Not the smartest thing to say considering the material this is associated with encrypting.

Because I want to encrypt my private backups I therefore must have Child Porn?

Riiiiigghht....

Not that I have data that I don't want others to see that isn't porn. That's just ridiculous....?
 
I had to laugh the other day, when I found out that Hentai (drawn, 100% not linked to real CP), now carries the same prison terms as real-life photographed CP.

The thinking behind it though isn't necessarily bad. The whole system works on the idea of a downward spiral, so that looking at drawn CP (and I'm not just talking about going on deviantart now and then, I'm talking about serious collectors) inevitably leads to the next step of looking at real CP, which then leads on to more serious CP, which apparently eventually leads to the desire to abuse children for real.
That's what the psychologists would have you believe, anyway (and why they'd disagree with Fox's earlier comment). I'm not an expert, so I've no reason to doubt them. I do have an issue with the way the law is written though - it doesn't just target the dangerous obsessive, it's way too open.
 
The thinking behind it though isn't necessarily bad. The whole system works on the idea of a downward spiral, so that looking at drawn CP (and I'm not just talking about going on deviantart now and then, I'm talking about serious collectors) inevitably leads to the next step of looking at real CP, which then leads on to more serious CP, which apparently eventually leads to the desire to abuse children for real.
That's what the psychologists would have you believe, anyway (and why they'd disagree with Fox's earlier comment). I'm not an expert, so I've no reason to doubt them. I do have an issue with the way the law is written though - it doesn't just target the dangerous obsessive, it's way too open.
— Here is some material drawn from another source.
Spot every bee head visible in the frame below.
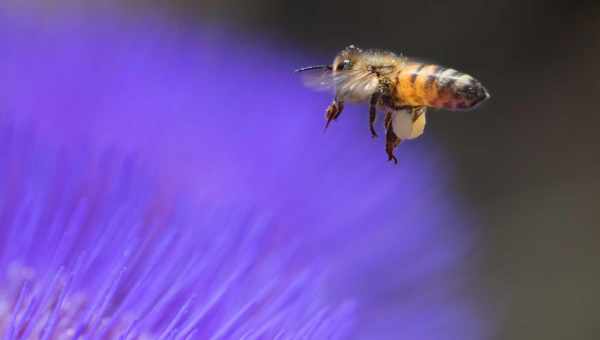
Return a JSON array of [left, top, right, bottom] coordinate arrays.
[[332, 45, 362, 71]]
But not all hentai is CP. :confused:
 
The thinking behind it though isn't necessarily bad. The whole system works on the idea of a downward spiral, so that looking at drawn CP (and I'm not just talking about going on deviantart now and then, I'm talking about serious collectors) inevitably leads to the next step of looking at real CP, which then leads on to more serious CP, which apparently eventually leads to the desire to abuse children for real.
That's what the psychologists would have you believe, anyway (and why they'd disagree with Fox's earlier comment). I'm not an expert, so I've no reason to doubt them. I do have an issue with the way the law is written though - it doesn't just target the dangerous obsessive, it's way too open.

Real world evidence shows that the opposite is true, when porn was legalised in Japan in 1972 sex crime rates dropped massively, despite all the dodgy hentai in Japan they have one of the lowest sex crime rates.
 
Real world evidence shows that the opposite is true, when porn was legalised in Japan in 1972 sex crime rates dropped massively, despite all the dodgy hentai in Japan they have one of the lowest sex crime rates.

Yup, I agree :) Always seemed to me it would be a good way of 'letting off steam' without hurting anyone. Seems the people the government listen to think different.
 
But not all hentai is CP. :confused:

No hentai is CP. There are no (real) children at all. Calling any drawing CP is seriously mother(*&*& retarded.

It's a *(*& drawing. Anyone that thinks it's OK to imprison someone over a collection of drawings should think about the resources taken away from other, real crimes.
 
What happens if an encrypted drive becomes corrupt, or the hard disk fails. Does it make data recovery harder? And I assume disk cloning doesn't affect encryption?
 
What happens if an encrypted drive becomes corrupt, or the hard disk fails. Does it make data recovery harder? And I assume disk cloning doesn't affect encryption?

In theory, if your drive/container was corrupt (enough) it would appear as though you were entering an invalid decryption key. Which could lead to you getting owned. If you cant decrypt it, you cant recover it. But typically with whole disk encryption, corruption would only effect certain data blocks. So the majority would decrypt fine, and any corrupt segments would be impossible to recover without first decrypting.
 
If the volume header is corrupt it becomes impossible to decrypt the data because it contains the salt used in the header key derivation function.